How to Use
GRAPE requires a single multi-sample VCF file as input and has a separate workflow for downloading and checking the integrity of reference datasets.
The pipeline has three main steps:
Downloading of the Reference Datasets.
Quality Control and Data Preprocessing.
Relatedness Inference Workflow.
The pipeline is implemented with the Snakemake framework and can be accessible through the snakemake command.
All the pipeline functionality is embedded into the launcher (launcher.py), which invokes Snakemake workflows under the hood. By default, all the commands just check the accessibility of the data and build the computational graph.
To actually perform computation one should add –real-run flag to all the commands.
Read the sections below to run GRAPE on your data
Quality Control and Data Preprocessing
GRAPE have a versatile and configurable preprocessing workflow. One part of the preprocessing is required and must be performed before the relationship inference workflow.
Preprocessing is launched by the preprocess command of the GRAPE.
Preprocessing steps
Along with some necessary technical procedures, preprocessing includes the following steps:
- [Required] SNPs quality control by minor allele frequency (MAF) and the missingness rate.

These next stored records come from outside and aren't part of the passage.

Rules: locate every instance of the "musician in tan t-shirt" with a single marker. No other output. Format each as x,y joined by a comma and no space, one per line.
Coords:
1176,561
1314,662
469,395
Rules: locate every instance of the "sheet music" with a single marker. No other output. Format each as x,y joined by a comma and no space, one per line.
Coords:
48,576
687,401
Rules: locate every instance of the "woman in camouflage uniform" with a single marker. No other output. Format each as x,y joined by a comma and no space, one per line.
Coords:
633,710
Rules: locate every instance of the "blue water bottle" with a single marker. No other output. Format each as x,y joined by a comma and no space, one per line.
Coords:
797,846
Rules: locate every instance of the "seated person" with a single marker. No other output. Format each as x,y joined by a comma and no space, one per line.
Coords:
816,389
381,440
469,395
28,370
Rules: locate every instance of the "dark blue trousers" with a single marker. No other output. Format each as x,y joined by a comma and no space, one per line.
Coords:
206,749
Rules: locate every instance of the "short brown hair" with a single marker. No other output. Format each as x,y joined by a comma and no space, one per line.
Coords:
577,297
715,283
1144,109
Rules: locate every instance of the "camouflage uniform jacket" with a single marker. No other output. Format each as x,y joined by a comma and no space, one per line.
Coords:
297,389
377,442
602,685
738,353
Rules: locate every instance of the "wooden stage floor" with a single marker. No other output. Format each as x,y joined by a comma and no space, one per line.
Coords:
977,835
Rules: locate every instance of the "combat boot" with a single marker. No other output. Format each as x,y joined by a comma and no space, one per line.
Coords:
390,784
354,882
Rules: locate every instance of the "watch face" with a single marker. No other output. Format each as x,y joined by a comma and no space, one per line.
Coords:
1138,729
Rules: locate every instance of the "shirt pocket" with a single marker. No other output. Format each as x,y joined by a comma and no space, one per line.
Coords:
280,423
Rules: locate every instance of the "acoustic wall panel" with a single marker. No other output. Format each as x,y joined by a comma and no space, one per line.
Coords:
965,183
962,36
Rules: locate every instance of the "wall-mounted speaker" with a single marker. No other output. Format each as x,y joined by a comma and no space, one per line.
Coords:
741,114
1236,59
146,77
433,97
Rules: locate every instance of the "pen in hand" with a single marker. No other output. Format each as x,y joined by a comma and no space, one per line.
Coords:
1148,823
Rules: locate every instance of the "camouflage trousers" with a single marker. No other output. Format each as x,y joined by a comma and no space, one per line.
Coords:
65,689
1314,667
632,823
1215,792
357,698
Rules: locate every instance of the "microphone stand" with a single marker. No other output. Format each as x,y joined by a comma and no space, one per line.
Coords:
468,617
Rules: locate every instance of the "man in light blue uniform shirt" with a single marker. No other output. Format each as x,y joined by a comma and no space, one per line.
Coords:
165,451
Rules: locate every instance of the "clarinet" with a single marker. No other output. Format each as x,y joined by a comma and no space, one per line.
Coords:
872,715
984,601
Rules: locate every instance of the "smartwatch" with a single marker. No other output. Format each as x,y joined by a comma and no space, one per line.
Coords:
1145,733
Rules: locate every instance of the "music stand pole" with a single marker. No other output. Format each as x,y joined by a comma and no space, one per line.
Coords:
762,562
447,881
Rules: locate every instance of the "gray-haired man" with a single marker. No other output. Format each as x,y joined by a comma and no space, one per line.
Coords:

We discovered that blocks of rare SNPs with low MAF value in genotype arrays may produce false positive IBD segments. To address this problem, we filter SNPs by minor allele frequency. We remove SNPs with MAF value less than 0.02. Additionally, we remove multiallelic SNPs, insertions / deletions, and SNPs with the high missingness rate, because such SNPs are inconsistent with IBD detection tools.
- [Required] Per-sample quality control, using missingness and heterozygosity.
Extensive testing revealed that samples with an unusually low level of heterozygosity could produce many false relatives matches among individuals. GRAPE excludes such samples from the analysis and creates a report file with the description of the exclusion reason.
- [Required] Control for strands and SNP IDs mismatches.
During this step GRAPE fixes inconsistencies in strands and reference alleles.
- [Optional] LiftOver from hg38 to hg37.
Currently GRAPE uses hg37 build version of the human genome reference. The pipeline supports input in hg38 and hg37 builds (see –assembly flag of the pipeline launcher). If hg38 build is selected (–assembly h38), then GRAPE applies liftOver tool to the input data in order to match the hg37 reference assembly.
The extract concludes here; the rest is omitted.